As pesquisas de opinião no Chile já haviam antecipado algo, mas a realidade chegou aos interessados na estatística eleitoral como uma avalanche incontível: o Partido Republicano, de ultradireita, se converteu neste domingo (07) na legenda mais votada nas eleições para o Conselho Constitucional, a segunda tentativa para substituir a Constituição de 1980, aprovada durante a ditadura do general Augusto Pinochet.
Diferentemente da primeira, desta vez serão os defensores da Carta Magna a deter a maioria, e os republicanos liderados por José Antonio Kast já deixaram claro que querem um texto “bastante semelhante” ao que se procura substituir.
Visto à distância, o vaivém eleitoral chileno parece incompreensível. Com uma participação de mais de 80%, com voto obrigatório e com o tema constitucional superado na agenda pública por problemas que parecem inquietar mais os chilenos, esse processo não foi capaz de concentrar o nível de atenção do primeiro.
“Creio que os resultados se explicam por as pessoas estarem buscando exatamente o contrário do que se passou no primeiro processo”, comentou à DW o analista político Kenneth Bunker, diretor executivo do website chileno Tresquintos.

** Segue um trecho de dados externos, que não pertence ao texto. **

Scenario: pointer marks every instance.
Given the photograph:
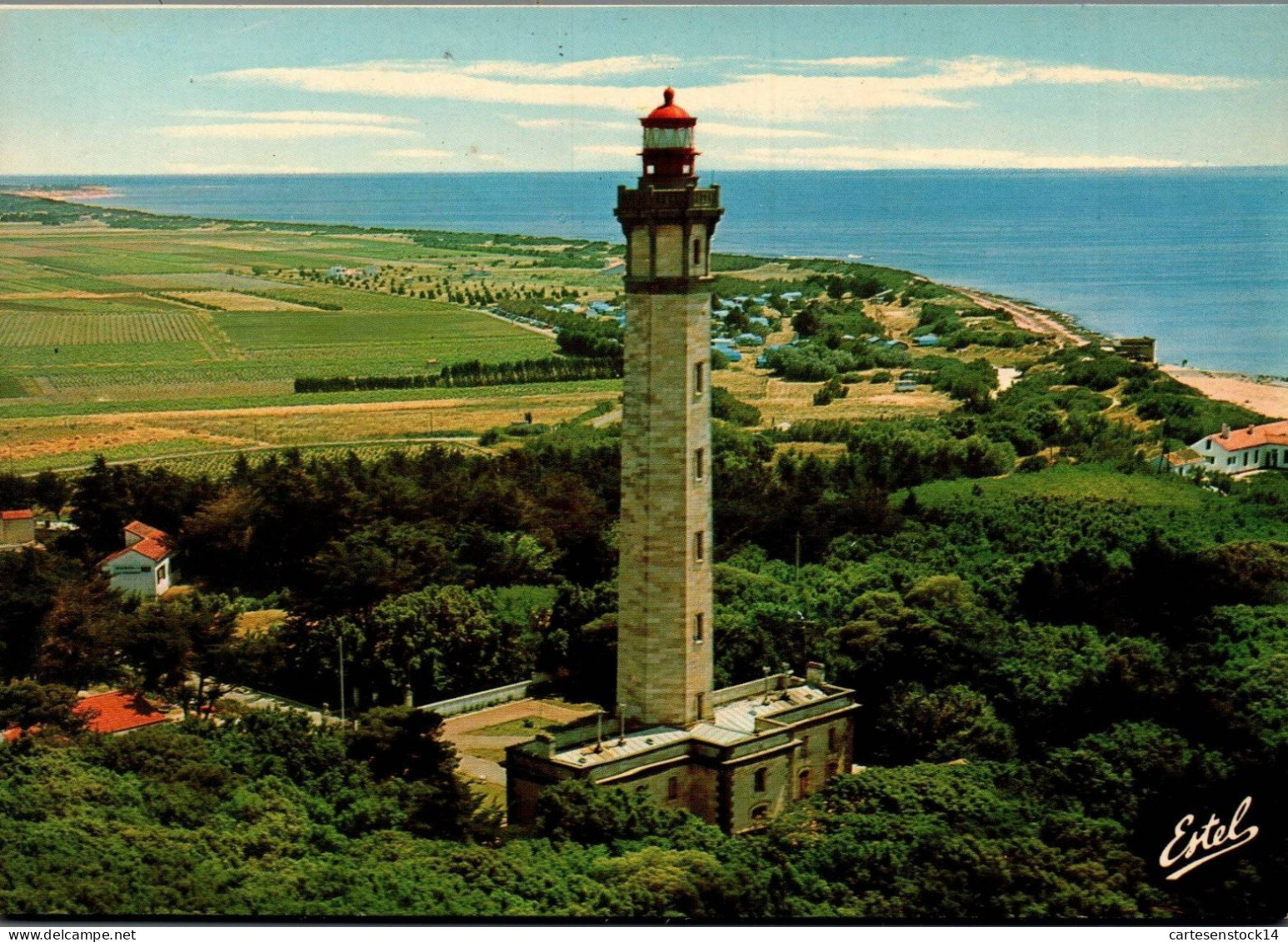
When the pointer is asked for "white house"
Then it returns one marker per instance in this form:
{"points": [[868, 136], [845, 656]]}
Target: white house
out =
{"points": [[1234, 451], [144, 566]]}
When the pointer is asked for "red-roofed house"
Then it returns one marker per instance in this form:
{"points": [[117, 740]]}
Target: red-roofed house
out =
{"points": [[144, 566], [117, 712], [1241, 450], [17, 528]]}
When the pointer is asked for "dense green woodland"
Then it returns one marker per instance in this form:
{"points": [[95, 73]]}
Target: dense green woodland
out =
{"points": [[1010, 586]]}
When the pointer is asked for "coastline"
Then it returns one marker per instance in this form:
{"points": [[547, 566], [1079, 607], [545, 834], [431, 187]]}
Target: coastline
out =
{"points": [[67, 196], [1268, 396], [1261, 394]]}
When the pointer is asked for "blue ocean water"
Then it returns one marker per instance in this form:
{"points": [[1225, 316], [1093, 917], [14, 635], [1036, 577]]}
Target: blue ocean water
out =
{"points": [[1194, 257]]}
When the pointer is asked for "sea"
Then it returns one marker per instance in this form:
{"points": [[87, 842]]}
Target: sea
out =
{"points": [[1196, 257]]}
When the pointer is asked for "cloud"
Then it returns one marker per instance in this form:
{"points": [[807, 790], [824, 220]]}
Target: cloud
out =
{"points": [[221, 169], [716, 129], [773, 97], [584, 68], [290, 130], [706, 129], [846, 157], [417, 152], [854, 61], [567, 124], [300, 116], [608, 150]]}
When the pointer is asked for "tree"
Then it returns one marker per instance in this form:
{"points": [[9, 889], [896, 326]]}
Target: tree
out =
{"points": [[84, 630], [941, 726], [439, 635], [407, 744], [28, 703], [594, 815], [52, 491]]}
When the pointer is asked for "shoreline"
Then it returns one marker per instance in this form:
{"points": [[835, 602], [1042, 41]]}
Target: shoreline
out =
{"points": [[1233, 386], [1268, 396], [67, 196]]}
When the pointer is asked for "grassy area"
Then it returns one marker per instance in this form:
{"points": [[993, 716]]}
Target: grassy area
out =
{"points": [[1076, 481], [518, 727]]}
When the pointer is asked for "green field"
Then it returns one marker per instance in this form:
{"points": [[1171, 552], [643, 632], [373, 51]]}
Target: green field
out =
{"points": [[1080, 481], [79, 326]]}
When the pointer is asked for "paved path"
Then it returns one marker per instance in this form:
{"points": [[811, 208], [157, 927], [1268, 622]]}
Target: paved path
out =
{"points": [[518, 710], [486, 770], [457, 730]]}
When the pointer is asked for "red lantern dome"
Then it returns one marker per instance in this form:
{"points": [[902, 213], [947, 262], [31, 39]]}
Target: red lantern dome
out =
{"points": [[667, 113], [669, 139]]}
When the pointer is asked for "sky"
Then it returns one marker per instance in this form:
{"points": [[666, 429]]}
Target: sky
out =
{"points": [[181, 90]]}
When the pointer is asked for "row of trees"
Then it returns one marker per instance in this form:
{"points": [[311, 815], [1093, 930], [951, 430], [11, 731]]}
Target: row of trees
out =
{"points": [[476, 373]]}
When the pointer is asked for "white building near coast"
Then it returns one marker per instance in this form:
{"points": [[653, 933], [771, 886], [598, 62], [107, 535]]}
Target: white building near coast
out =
{"points": [[144, 566], [1236, 451]]}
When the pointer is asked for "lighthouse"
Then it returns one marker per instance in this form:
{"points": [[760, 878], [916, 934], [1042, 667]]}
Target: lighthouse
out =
{"points": [[734, 757], [663, 647]]}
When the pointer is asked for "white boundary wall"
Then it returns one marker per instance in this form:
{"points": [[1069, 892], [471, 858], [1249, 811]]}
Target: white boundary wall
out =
{"points": [[467, 703]]}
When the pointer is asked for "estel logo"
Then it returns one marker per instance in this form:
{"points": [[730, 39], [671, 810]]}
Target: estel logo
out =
{"points": [[1210, 838]]}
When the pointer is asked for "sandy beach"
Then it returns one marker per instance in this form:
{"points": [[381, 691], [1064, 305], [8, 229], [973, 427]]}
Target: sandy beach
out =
{"points": [[89, 192], [1268, 398]]}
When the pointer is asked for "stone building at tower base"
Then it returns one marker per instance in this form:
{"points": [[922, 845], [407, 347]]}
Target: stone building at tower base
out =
{"points": [[769, 744]]}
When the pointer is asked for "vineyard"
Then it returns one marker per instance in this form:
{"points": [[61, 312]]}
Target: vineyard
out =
{"points": [[221, 464], [183, 337], [79, 330]]}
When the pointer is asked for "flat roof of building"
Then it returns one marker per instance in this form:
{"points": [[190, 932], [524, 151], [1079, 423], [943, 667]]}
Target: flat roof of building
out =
{"points": [[733, 722]]}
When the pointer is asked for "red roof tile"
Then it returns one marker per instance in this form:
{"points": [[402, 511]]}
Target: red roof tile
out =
{"points": [[153, 548], [117, 712], [143, 531], [1254, 436]]}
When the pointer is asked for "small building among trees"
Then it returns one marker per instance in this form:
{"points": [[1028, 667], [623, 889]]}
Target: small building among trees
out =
{"points": [[17, 528], [144, 566]]}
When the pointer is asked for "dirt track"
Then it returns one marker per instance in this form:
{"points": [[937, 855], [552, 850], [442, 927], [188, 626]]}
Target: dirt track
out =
{"points": [[1028, 318]]}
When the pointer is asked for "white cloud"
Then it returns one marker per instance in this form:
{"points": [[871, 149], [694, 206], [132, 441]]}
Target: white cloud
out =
{"points": [[769, 97], [218, 169], [854, 61], [417, 152], [608, 150], [846, 157], [300, 116], [716, 129], [567, 124], [290, 130], [584, 68], [706, 129]]}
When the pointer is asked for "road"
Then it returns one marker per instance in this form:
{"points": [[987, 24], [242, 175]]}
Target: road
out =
{"points": [[1026, 318]]}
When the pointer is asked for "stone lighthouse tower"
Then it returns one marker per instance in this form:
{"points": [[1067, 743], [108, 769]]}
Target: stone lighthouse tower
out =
{"points": [[663, 641]]}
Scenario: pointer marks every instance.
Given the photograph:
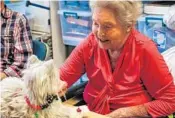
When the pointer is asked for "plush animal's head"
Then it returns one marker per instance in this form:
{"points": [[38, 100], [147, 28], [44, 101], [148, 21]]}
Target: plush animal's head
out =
{"points": [[41, 79]]}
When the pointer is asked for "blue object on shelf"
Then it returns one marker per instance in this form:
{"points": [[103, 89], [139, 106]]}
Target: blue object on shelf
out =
{"points": [[17, 6], [76, 25], [154, 28]]}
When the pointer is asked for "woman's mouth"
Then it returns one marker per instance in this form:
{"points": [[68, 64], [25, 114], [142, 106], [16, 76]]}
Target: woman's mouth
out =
{"points": [[103, 40]]}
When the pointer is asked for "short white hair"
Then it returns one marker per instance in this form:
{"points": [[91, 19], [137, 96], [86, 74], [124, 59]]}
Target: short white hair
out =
{"points": [[127, 12]]}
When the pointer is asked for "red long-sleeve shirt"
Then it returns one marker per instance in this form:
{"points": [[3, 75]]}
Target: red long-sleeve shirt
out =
{"points": [[140, 76]]}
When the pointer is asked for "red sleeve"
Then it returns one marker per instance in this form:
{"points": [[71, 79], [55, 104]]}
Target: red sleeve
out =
{"points": [[74, 66], [158, 82]]}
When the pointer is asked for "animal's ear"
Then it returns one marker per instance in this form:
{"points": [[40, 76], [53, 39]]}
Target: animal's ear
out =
{"points": [[49, 63], [32, 60]]}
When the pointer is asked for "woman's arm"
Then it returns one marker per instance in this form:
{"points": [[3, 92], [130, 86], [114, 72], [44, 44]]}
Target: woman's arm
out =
{"points": [[158, 83], [134, 111]]}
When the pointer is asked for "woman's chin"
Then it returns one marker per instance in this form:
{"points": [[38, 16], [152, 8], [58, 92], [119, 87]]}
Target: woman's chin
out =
{"points": [[103, 45]]}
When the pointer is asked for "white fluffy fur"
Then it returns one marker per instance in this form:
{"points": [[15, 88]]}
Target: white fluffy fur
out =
{"points": [[39, 80]]}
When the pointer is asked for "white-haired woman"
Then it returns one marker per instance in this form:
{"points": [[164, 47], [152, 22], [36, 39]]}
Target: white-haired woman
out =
{"points": [[127, 75]]}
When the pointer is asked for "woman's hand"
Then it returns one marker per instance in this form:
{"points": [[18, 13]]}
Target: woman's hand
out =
{"points": [[119, 113], [2, 75], [63, 88]]}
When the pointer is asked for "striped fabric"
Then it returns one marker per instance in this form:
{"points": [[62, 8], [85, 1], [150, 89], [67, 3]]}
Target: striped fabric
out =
{"points": [[16, 42]]}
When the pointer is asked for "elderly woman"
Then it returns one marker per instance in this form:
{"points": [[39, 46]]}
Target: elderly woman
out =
{"points": [[127, 75]]}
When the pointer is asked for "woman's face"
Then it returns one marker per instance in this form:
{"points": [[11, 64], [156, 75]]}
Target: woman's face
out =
{"points": [[107, 29]]}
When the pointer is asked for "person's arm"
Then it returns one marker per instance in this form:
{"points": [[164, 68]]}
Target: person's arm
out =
{"points": [[159, 83], [22, 47]]}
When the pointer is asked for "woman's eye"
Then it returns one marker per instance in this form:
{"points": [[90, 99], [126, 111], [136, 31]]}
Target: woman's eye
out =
{"points": [[107, 27], [95, 24]]}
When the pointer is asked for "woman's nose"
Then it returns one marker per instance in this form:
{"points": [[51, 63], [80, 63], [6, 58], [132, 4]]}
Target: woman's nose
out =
{"points": [[100, 33]]}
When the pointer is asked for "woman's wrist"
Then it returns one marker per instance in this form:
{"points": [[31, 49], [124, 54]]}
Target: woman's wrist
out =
{"points": [[134, 111]]}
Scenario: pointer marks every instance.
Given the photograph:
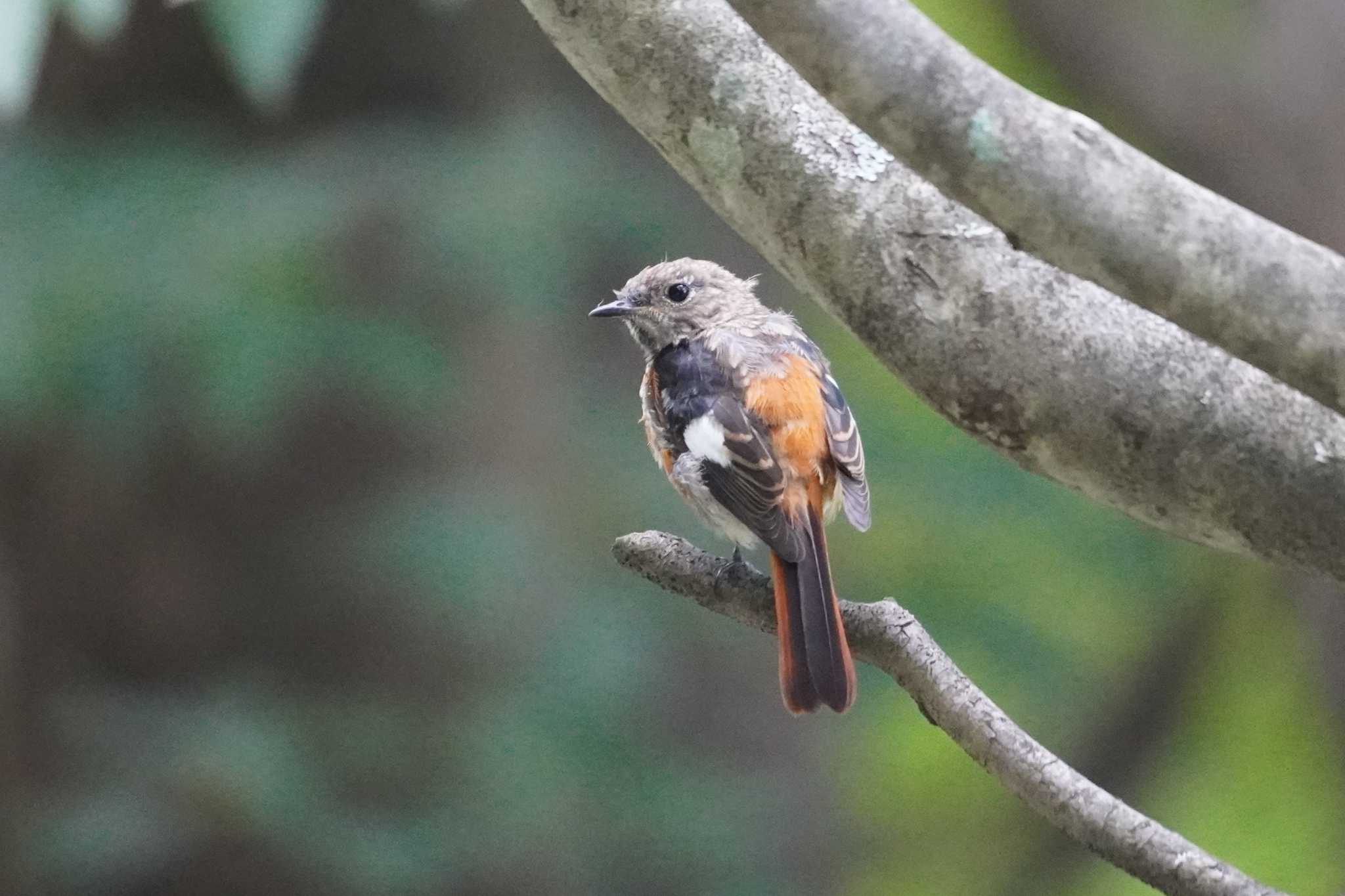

Especialistas estimam que o êxito da ultradireita é uma resposta ao contexto social: aumento da sensação de insegurança, economia em apuros e crise migratória.
“Todas as listas competiram para ver quem oferecia mais segurança, embora isso não tivesse nada que ver com a Constituição”, explica Mario Álvarez, doutor em Comunicação Política da Universidade de Leeds e acadêmico da Universidade de La Frontera.
“Mas se você compete aí [nesse campo temático], os conservadores vão sempre ganhar, porque têm um discurso mais simplista e de mais êxito. Elaboraram uma retórica patriótica a respeito: de um lado estão os chilenos, do outro, os que não defendem o Chile – o que é exatamente o discurso público de Pinochet [ditador chileno de 1974 a 1990]. Então, não só pautaram o tema, como ainda o estruturaram de maneira inteligente”, acrescenta.
Governo em apuros
O resultado eleitoral não só é um duro golpe para o governo do presidente Gabriel Boric, cuja aliança obteve 16 dos 50 assentos do Conselho Constitucional, mas também para a extinta Concertación, a coalizão política de esquerda, centro-esquerda e centro que governou o país de 1990 a 2010, e que agora ficou de fora. Tampouco a direita tradicional pôde cantar vitória, com seus 11 constituintes, pois os republicanos somaram 23 vagas.
“É um terremoto de proporções épicas. As pessoas estão procurando soluções desmedidas porque os problemas são desmedidos, e os partidos tradicionais não vão dar resposta a isso”, avalia Bunker.
Para o especialista, além disso, o governo geriu mal o tempo, por não ter enfrentado os problemas e chegado à eleição com várias crises ativas.
Álvarez ressalva que Boric, apesar de tudo, conta com uma base de apoio estável: “Em que pese todas as dificuldades que teve para levar adiante suas reformas, ele pode observar com certa tranquilidade o fato de que a votação de aprovação não baixou muito. O problema é que a oposição vai inevitavelmente entrar numa corrida por quem é mais de direita, e isso vai ser muito complicado para o governo gerir, pois cada vez vão lhe recusar mais coisas. Basta ver como foram mal os setores de direita que se mostraram abertos ao diálogo.”
Votos nulos eloquentes
Outro elemento que chamou a atenção, à parte o pêndulo que parece guiar os movimentos eleitorais chilenos, é a enorme quantidade de votos nulos e em branco, que, somados, chegam a 21,54% de todos os emitidos.
“Se esses votos dizem algo, é que as pessoas não se interessam em participar [de votações] enquanto não houver melhores condições no dia a dia. A cidadania entende que não se pode pensar no longo prazo se não se tem como lidar com o quotidiano. Os nulos vão ser um campo de disputa, porque são muitos cidadãos e podem virar a mesa numa eleição ou plebiscito muito apertado”, analisa Kenneth Bunker.
Agora cabe ver o que o eleitorado republicano quer, pois não há indicações de que se trate só de um voto conservador, paroquial: “A mim, me parece que se trata de eleitores que estão contra: contra este processo, contra o governo, contra o feminismo”, conclui Bunker.
Ao mesmo tempo – considerando o grande volume de votos nulos, o apoio maciço ao partido que não deseja mudar a Constituição de 1980, e o desânimo geral perante o assunto –, Álvarez não descarta que a nova proposta também seja rechaçada. O que poderia desarmar essa dinâmica é os republicanos “buscarem dar uma imagem de governabilidade e usarem este processo para tal”.